What is predictor_dl_model?

predictor_dl_model is a suite of offline processes to forecast traffic inventory. The suite contains the following modules. More information is included in the module’s directory.

  1. datagen: This module generates factdata table which contains traffic data.
  2. trainer: This module builds and trains a deep learning model based on the factdata table.
  3. pipeline: This module processes factdata table into training-ready data which is used to train the neural network. a. Main-ts only modifies the structure the raw data, does not remove any data. b. Pre-cluster denoises(new)/removes individual uckeys and prepare them for clustering c. Cluster creates clusters and denoises/removes clusters d. Distribution records the relationship between virtual-uckey and uckey e. Norm normalizes attributes f. Tfrecords, save data into tfrecords format


Cluster: Spark 2.3/HDFS 2.7/YARN 2.3/MapReduce 2.7/Hive 1.2 Driver: Python 3.6, Spark Client 2.3, HDFS Client, tensorflow-gpu 1.10

To install dependencies run: pip install -r requirements.txt

Install and Run

  1. Download the blue-martin/models project
  2. Transfer the predictor_dl_model directory to ~/code/predictor_dl_model/ on a GPU machine which also has Spark Client.
  3. cd predictor_dl_model
  4. pip install -r requirements.txt to install required packages.

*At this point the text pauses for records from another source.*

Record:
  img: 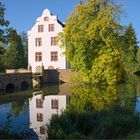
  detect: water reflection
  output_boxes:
[0,101,35,139]
[29,90,69,140]
[66,84,137,112]
[47,84,140,139]
[0,82,140,139]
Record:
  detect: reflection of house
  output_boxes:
[28,9,66,73]
[29,91,68,140]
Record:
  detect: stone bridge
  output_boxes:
[0,73,32,91]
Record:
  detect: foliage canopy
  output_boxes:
[63,0,139,85]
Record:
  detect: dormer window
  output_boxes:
[44,16,49,21]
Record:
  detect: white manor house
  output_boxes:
[28,9,67,73]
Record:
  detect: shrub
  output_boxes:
[47,108,140,139]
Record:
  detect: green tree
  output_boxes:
[0,43,6,71]
[0,2,9,71]
[123,23,139,73]
[137,47,140,70]
[64,0,125,85]
[0,2,9,43]
[5,30,25,69]
[20,31,28,68]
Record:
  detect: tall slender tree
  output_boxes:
[20,31,28,68]
[0,2,9,71]
[0,2,9,44]
[123,23,139,72]
[5,30,25,69]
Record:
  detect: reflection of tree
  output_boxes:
[67,86,118,112]
[67,84,137,112]
[0,111,34,139]
[11,101,23,117]
[117,82,137,111]
[48,83,139,139]
[0,112,13,138]
[22,100,29,115]
[11,100,28,117]
[2,111,13,132]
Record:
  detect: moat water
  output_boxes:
[0,81,140,139]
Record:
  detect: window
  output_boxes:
[51,52,58,61]
[44,16,49,21]
[40,126,45,134]
[35,52,42,62]
[51,37,57,46]
[37,113,43,122]
[36,99,43,108]
[38,25,44,32]
[48,24,54,32]
[35,38,42,46]
[51,99,58,109]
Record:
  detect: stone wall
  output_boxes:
[42,69,74,83]
[58,69,74,82]
[6,69,29,74]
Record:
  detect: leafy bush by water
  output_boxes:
[47,108,140,139]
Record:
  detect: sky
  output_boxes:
[1,0,140,42]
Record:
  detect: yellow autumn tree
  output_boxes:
[64,0,126,85]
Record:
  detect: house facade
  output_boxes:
[29,91,68,139]
[28,9,66,73]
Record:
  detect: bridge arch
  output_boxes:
[5,83,15,92]
[20,81,29,90]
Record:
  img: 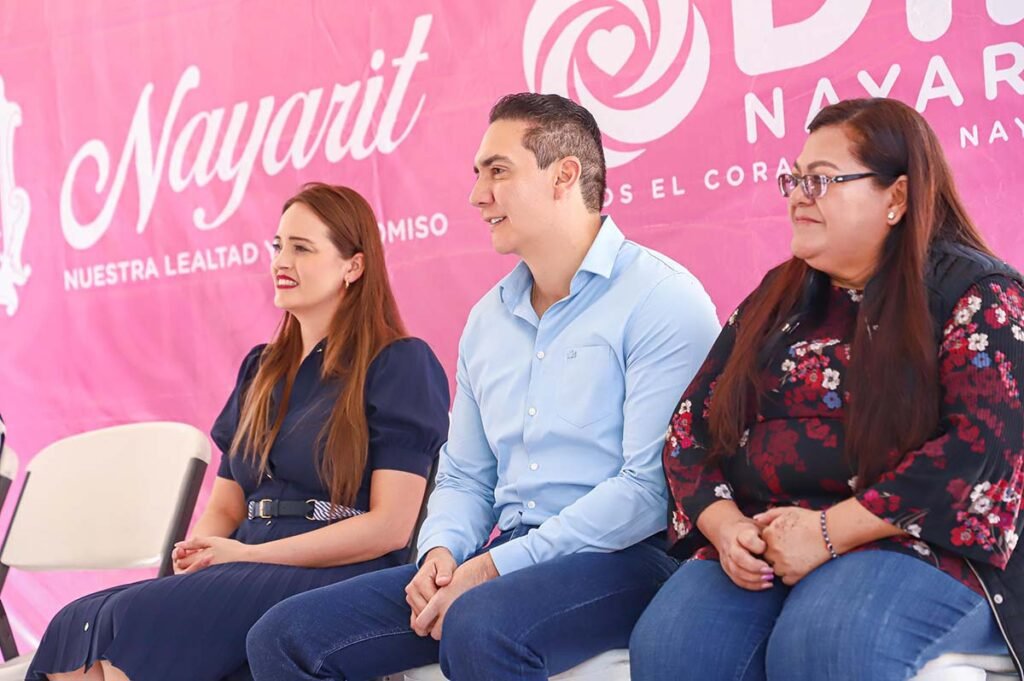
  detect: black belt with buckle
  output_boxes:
[247,498,317,521]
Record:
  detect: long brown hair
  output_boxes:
[230,183,406,506]
[708,99,991,487]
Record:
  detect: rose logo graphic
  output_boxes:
[0,76,30,317]
[524,0,711,167]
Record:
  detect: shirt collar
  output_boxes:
[498,215,624,312]
[577,215,624,280]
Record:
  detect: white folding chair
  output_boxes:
[0,443,18,664]
[0,442,18,521]
[912,652,1020,680]
[396,647,1024,681]
[0,422,210,678]
[395,648,631,681]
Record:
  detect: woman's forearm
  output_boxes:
[697,499,750,549]
[245,510,412,568]
[190,507,243,540]
[189,477,247,540]
[825,497,905,554]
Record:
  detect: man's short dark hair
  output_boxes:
[489,93,607,213]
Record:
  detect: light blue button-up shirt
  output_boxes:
[417,217,721,574]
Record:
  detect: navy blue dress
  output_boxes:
[27,338,450,681]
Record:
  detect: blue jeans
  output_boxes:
[630,552,1009,681]
[247,525,678,681]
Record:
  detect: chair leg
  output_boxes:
[0,599,18,660]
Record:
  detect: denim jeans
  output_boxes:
[630,551,1009,681]
[247,524,678,681]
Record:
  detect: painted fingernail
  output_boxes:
[761,573,774,581]
[761,567,774,574]
[761,582,773,589]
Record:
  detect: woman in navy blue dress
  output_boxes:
[28,183,450,681]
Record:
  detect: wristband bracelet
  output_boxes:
[820,510,839,560]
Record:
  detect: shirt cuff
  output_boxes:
[415,533,475,567]
[486,536,536,575]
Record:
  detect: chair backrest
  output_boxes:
[0,445,17,485]
[0,422,209,574]
[0,445,19,529]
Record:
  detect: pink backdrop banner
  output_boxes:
[1,0,1022,647]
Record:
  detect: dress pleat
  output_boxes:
[28,517,400,681]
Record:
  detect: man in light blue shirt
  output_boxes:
[417,212,709,575]
[249,93,720,681]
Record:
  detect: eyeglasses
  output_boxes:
[777,172,877,200]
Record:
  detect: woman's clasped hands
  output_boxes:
[715,507,832,590]
[172,536,254,575]
[755,506,833,586]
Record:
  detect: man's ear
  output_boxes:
[553,156,583,201]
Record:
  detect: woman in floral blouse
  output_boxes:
[630,98,1023,681]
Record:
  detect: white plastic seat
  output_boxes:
[394,645,1023,680]
[0,422,210,676]
[397,648,630,680]
[0,654,30,680]
[911,652,1020,680]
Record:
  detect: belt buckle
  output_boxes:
[257,499,273,519]
[304,499,317,521]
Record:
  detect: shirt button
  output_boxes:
[527,501,536,509]
[994,594,1005,605]
[536,351,545,359]
[83,622,90,632]
[528,407,537,416]
[529,463,539,471]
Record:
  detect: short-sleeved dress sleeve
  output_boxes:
[364,338,450,478]
[210,344,266,480]
[856,277,1024,569]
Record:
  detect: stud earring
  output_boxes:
[344,279,351,290]
[887,211,896,221]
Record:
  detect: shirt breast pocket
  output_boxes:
[556,345,621,428]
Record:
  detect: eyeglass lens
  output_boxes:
[779,174,824,199]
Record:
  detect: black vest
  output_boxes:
[924,240,1024,673]
[926,239,1024,342]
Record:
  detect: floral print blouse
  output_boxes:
[663,277,1024,594]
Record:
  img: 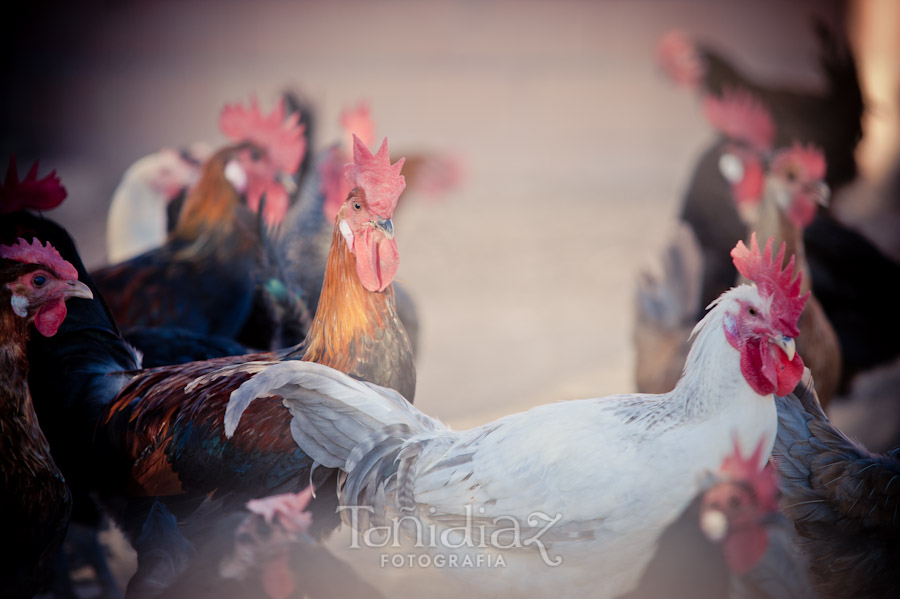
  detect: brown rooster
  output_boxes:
[0,235,92,599]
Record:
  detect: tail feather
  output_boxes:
[226,361,441,469]
[637,223,703,329]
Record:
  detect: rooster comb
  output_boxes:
[340,101,376,149]
[344,135,406,218]
[731,233,809,337]
[703,88,776,152]
[656,29,705,88]
[771,142,827,182]
[0,156,67,215]
[219,95,306,174]
[720,437,780,513]
[0,237,78,280]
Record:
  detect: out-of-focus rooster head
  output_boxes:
[703,88,775,220]
[337,135,405,293]
[0,156,67,215]
[1,238,92,337]
[220,489,314,599]
[718,234,809,396]
[699,437,779,575]
[219,96,307,227]
[657,29,706,89]
[767,143,829,228]
[320,101,377,222]
[704,89,829,226]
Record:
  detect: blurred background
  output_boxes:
[3,0,899,595]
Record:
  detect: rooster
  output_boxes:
[105,144,211,263]
[0,231,92,598]
[276,100,458,354]
[224,234,806,598]
[13,136,413,551]
[91,96,305,351]
[774,371,900,599]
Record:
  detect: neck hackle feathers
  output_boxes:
[704,88,775,152]
[719,437,779,513]
[731,233,809,337]
[0,238,78,280]
[219,96,306,174]
[344,135,405,218]
[0,156,67,215]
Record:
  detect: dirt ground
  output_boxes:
[9,0,899,596]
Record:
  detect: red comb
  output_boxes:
[720,437,779,513]
[0,156,67,215]
[703,88,775,152]
[0,237,78,280]
[219,96,306,174]
[656,29,705,88]
[343,136,405,218]
[771,142,827,182]
[731,233,809,337]
[340,101,376,149]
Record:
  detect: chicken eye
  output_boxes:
[249,148,263,162]
[784,166,798,183]
[33,274,47,287]
[748,306,757,316]
[353,201,362,211]
[729,495,741,509]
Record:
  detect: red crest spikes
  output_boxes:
[219,96,306,174]
[731,233,809,337]
[719,437,779,513]
[344,136,406,218]
[0,238,78,280]
[703,88,775,152]
[656,29,705,89]
[771,142,827,183]
[340,101,376,150]
[0,156,67,215]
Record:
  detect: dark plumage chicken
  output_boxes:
[92,97,306,352]
[774,372,900,599]
[658,19,863,189]
[126,491,385,599]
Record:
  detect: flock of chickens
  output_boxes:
[2,19,900,599]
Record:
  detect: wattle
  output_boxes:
[740,337,804,396]
[722,527,768,575]
[353,228,399,292]
[35,299,67,337]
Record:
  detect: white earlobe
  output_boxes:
[339,219,354,249]
[718,153,744,184]
[224,159,248,193]
[11,294,28,317]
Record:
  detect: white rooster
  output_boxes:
[224,234,808,598]
[106,145,210,263]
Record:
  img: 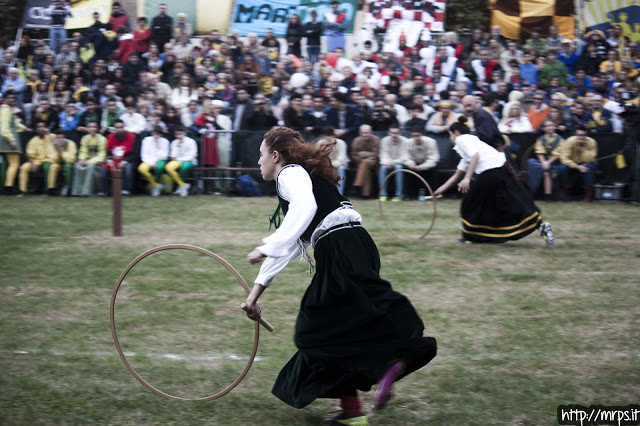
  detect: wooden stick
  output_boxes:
[423,194,443,200]
[241,303,274,332]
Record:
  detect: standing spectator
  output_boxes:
[500,40,523,71]
[558,125,598,202]
[133,17,152,55]
[50,128,77,195]
[378,124,410,201]
[109,2,131,33]
[576,43,605,76]
[193,100,223,166]
[405,126,440,198]
[234,54,262,96]
[99,119,136,196]
[304,9,322,63]
[72,121,106,196]
[0,91,27,193]
[171,73,198,113]
[249,93,278,130]
[527,119,566,200]
[115,27,136,66]
[324,1,346,53]
[166,126,197,196]
[47,0,73,53]
[350,124,379,198]
[151,4,173,53]
[138,126,170,196]
[230,86,254,131]
[464,94,505,150]
[286,14,303,58]
[470,50,501,92]
[173,13,193,38]
[283,93,306,132]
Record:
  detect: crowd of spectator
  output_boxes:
[0,1,638,201]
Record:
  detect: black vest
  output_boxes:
[277,165,351,243]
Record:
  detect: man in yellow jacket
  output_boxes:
[558,125,598,202]
[18,121,57,196]
[50,128,77,196]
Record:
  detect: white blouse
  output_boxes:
[454,133,506,174]
[254,165,361,287]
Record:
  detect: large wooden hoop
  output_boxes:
[378,169,438,239]
[110,244,264,401]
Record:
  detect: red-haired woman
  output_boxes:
[244,127,437,424]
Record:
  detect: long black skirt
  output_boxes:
[271,226,437,409]
[461,166,542,243]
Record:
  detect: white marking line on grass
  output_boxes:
[9,349,264,362]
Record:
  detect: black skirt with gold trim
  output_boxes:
[461,166,542,243]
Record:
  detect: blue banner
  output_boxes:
[230,0,358,36]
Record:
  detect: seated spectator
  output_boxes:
[171,73,198,113]
[540,51,568,87]
[120,103,148,135]
[523,28,547,57]
[17,121,56,196]
[583,94,613,132]
[234,54,262,96]
[558,125,598,202]
[304,93,330,134]
[546,25,563,53]
[73,121,107,196]
[316,127,349,195]
[558,38,579,74]
[99,119,136,196]
[50,128,77,196]
[576,42,604,76]
[426,100,460,133]
[500,40,523,71]
[527,91,550,131]
[166,126,197,196]
[326,92,361,139]
[369,97,398,131]
[384,93,410,128]
[527,120,566,200]
[2,67,27,101]
[405,126,440,198]
[32,98,60,130]
[350,124,379,198]
[405,105,428,132]
[138,126,170,196]
[58,101,82,131]
[379,124,410,201]
[499,101,533,134]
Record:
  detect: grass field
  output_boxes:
[1,195,639,425]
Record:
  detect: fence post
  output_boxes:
[112,168,122,237]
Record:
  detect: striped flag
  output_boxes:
[490,0,575,41]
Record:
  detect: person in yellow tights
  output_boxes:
[138,125,170,196]
[18,121,57,196]
[166,126,197,196]
[0,91,27,194]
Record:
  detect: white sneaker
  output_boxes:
[173,186,182,195]
[180,183,191,197]
[60,186,69,196]
[121,189,130,196]
[151,185,161,196]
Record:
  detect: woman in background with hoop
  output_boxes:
[243,127,437,425]
[433,117,555,247]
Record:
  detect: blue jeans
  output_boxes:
[336,164,347,195]
[557,162,597,186]
[379,164,404,197]
[100,162,135,194]
[307,46,320,64]
[49,27,67,53]
[527,159,567,194]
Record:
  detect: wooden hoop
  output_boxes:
[378,169,438,240]
[110,244,264,401]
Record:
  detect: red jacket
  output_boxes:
[115,34,135,65]
[133,27,152,53]
[106,131,135,168]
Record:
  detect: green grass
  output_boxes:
[1,195,639,425]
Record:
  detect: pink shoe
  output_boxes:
[374,360,405,410]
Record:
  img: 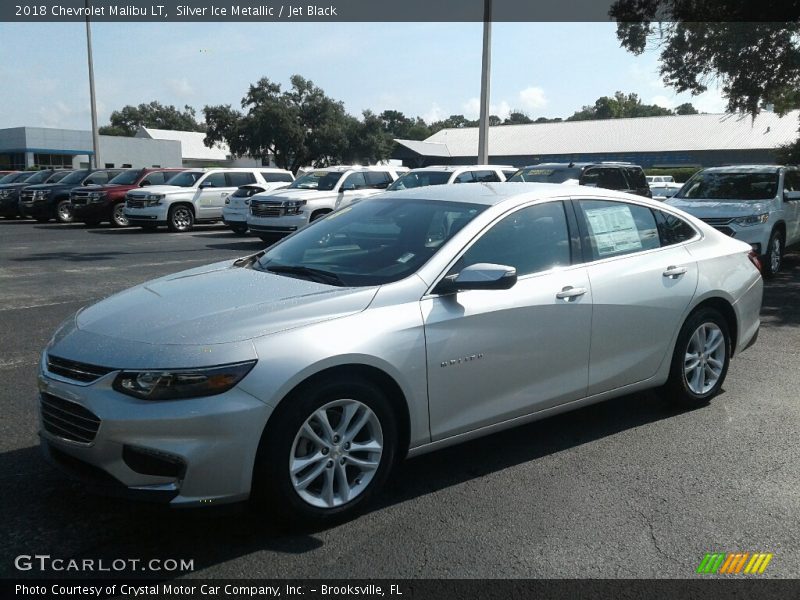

These packages are install on top of python using pip.
  5. python setup install (to install predictor_dl_model package)
  6. (optional) python set_up.py bdist_egg (to create .egg file to provide to spark-submit)
  7. Follow the steps in ~/code/predictor_dl_model/datagen/README.md to generate data
  8. Go to directory ~/code/predictor_dl_model/predictor_dl_model
  9. Run run.sh or each script individually


Documentation is provided through comments in config.yml and README files


saved_model_cli show --dir <model_dir>/ --all